生理的な観点から見ると.腰椎の安定性は.脊椎そのものと関連する筋肉系という相互に関連した2つのシステムによって維持されており.前者は受動的安定化システム.後者は能動的安定化システムで.どちらかのシステムに病的変化が起こると腰椎不安定症になる可能性があるのです。 この腰部不安定症は二次的な変性病態であるため.腰部背部伸筋の筋力低下を伴う患者さんが多く見受けられます。
腰の筋力のバランスが崩れると.腰のバイオメカニクスのバランスが崩れ.腰痛を生じさせることがあります。 コアマッスルを鍛えることで.腰椎の安定性.バランス.協調性を高め.慢性腰痛の発生や再発を抑制することができます。
コアマッスル
コアマッスルとは.腹部の前後で胴体を取り囲み.背骨の安定性を守る重要な筋肉.すなわち腹横筋.骨盤底筋.腰筋のことです。 簡単に言うと.体幹部にある腰の筋肉のことです。
運動療法の目的は.腰のコアマッスルの筋力を増強し.変性した椎間関節の動的安定化を図ることです。
腰のコアマッスルを鍛えることで.次のような理由で腰痛の緩和が期待できます。
1.腰椎背部伸展時の椎間関節の運動方向が.日常生活で行われる腰椎前屈動作の方向と逆であり.腰椎前屈動作による背部伸筋や腰椎靭帯への伸張負担を回避することができます。
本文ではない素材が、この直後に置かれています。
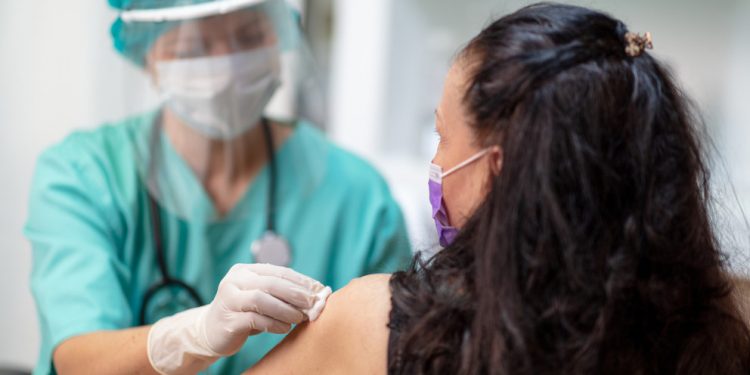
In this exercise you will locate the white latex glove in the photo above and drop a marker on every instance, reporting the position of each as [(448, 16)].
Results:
[(252, 298)]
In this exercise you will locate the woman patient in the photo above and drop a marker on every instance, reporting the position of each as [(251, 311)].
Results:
[(571, 166)]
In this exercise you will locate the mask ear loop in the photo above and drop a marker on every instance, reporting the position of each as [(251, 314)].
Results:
[(467, 161)]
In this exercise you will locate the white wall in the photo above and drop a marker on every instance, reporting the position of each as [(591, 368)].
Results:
[(390, 57)]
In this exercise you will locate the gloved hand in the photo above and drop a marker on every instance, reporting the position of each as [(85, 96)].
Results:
[(252, 298)]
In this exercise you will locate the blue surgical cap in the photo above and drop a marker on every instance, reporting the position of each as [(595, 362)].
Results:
[(134, 39)]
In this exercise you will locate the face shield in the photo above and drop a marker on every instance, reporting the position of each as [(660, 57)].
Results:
[(231, 77)]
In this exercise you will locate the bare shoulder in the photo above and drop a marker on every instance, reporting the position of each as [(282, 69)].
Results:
[(349, 337), (741, 295)]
2.腰部伸展運動.腰部伸展運動は.背筋を伸ばした姿勢を維持し.椎間板内の圧力を軽減し.椎間板へのさらなるダメージを軽減することができます。
腰痛体操は.腰の血行を良くすることで.腰に溜まった炎症性発痛物質の排出を早め.効果的に痛みを和らげます。
簡単な運動方法
1.アーチ橋の演習
仰向けに寝て.両膝を曲げ.腰とお尻をベッドから離して上に持ち上げながら膝を曲げ.5〜10cmキープして元に戻します。 10秒.片側10回を目安にお願いします。
2.フライングツバメウオーターエクササイズ
うつぶせの姿勢で.両手を背中に回し.手足と胸を同時に上げて.ベッドを離れ.元に戻す。 10秒キープして10回行う。
3.サイドブリッジエクササイズ
同側の前腕と足の外側を支点にして体を支え.直立させる.比較的難易度の高いもの。 10秒必要.片側10回。
4.プランクサポートエクササイズ
体をまっすぐに保ち.つま先と前腕を支えにして.腹筋を10秒間収縮させ.その後.息を止めないように気をつけながら力を抜きます。 10秒必要.10.
5.クロスブレーシング運動
手と足の反対側を支えにするこの動作は.肘と膝を支えにした膝立ちの状態から.手の片側と足の反対側を伸ばし.水平を保つ.この姿勢では体を水平にして前を向く必要があります。 10秒キープして10回行う。
上記の動作を1セットとして.合計3セット以上.疲れすぎずに汗をかくことができる強度で.1日に2~3回行うとよいでしょう。